Story generators allow for nearly unlimited fidelity if enough work is put in to write them. Above, we have created a correlation between only two tables but one can create arbitrary correlations between many tables and variables, including complex time series such as a patient’s test results or a customer’s orders. An example of this can be seen in our health data example use case. This opens utility far beyond simple pipeline testing or showcasing, including fitting statistical models to the synthetic data that could perform non-trivially well on the real data. The output of the source statistics queries are available as arguments for the story generators, just like they are for the custom row generators. Thus the synthetic data generated can be made to match the original data in whatever ways are desired. The only significant limitation is that referencing or updating rows created before the current story was run is not easy (although not impossible either, by using the dst_db_conn object).

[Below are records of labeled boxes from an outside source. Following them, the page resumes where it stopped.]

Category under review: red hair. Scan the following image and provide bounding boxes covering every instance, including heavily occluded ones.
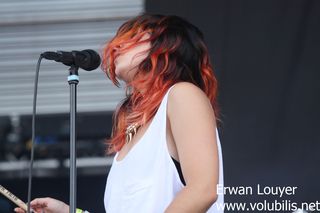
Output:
[102,14,218,154]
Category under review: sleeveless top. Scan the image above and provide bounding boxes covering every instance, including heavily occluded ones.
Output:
[104,85,224,213]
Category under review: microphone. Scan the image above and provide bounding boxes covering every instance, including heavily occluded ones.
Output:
[41,49,101,71]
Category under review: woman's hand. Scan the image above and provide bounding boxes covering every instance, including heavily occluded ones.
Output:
[14,197,69,213]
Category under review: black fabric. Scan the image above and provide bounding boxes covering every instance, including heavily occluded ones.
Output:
[171,157,186,185]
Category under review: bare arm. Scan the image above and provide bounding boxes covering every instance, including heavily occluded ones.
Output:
[165,82,219,213]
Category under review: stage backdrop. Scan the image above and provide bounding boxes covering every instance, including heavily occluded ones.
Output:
[146,0,320,206]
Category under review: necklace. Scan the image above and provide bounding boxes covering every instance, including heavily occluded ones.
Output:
[126,123,141,143]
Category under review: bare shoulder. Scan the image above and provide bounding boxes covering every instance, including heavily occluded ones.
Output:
[168,82,214,117]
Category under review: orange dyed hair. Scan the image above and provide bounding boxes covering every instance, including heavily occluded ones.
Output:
[102,13,218,154]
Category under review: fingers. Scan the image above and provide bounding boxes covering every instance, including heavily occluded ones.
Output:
[30,197,50,208]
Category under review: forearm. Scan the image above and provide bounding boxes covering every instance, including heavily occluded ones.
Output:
[165,186,216,213]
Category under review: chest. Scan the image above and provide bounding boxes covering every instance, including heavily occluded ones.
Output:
[116,116,179,161]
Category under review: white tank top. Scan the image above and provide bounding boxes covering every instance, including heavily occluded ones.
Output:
[104,85,224,213]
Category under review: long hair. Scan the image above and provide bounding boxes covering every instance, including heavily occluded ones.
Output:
[102,13,218,154]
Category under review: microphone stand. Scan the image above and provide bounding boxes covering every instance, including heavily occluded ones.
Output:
[68,65,79,213]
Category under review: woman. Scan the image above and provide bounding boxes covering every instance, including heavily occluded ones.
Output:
[15,14,223,213]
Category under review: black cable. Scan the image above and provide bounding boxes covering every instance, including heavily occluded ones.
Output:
[27,55,43,213]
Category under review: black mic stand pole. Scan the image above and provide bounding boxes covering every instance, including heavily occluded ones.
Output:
[68,65,79,213]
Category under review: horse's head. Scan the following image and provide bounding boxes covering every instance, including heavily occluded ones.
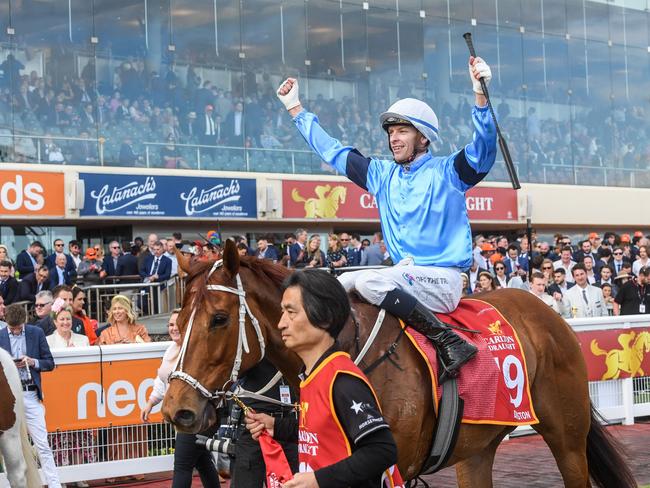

Note that we make here the same trade off as we did before: generating very high fidelity data requires significant effort on the user’s part, in writing the Python code for any story generators that are needed, and any source statistics SQL queries needed to inform those generators of properties of the original data. This is in contrast with other more automated synthetic data generators, such as GANs, which automatically learn various features of the source data and try to replicate them. However, what we gain are:

  • Full transparency and control over the ways in which the source data is utilised, and thus the ways in which privacy could in principle be at risk, including easy implementation of differential privacy guarantees.

  • The possibility of starting from very low fidelity data, and incrementally adding fidelity to particular aspects of the data, as is needed to serve the utility of whatever use case the synthetic data is created for.

Examples of the complete files generated by the tutorial can be found at: /datafaker/examples/airbnb.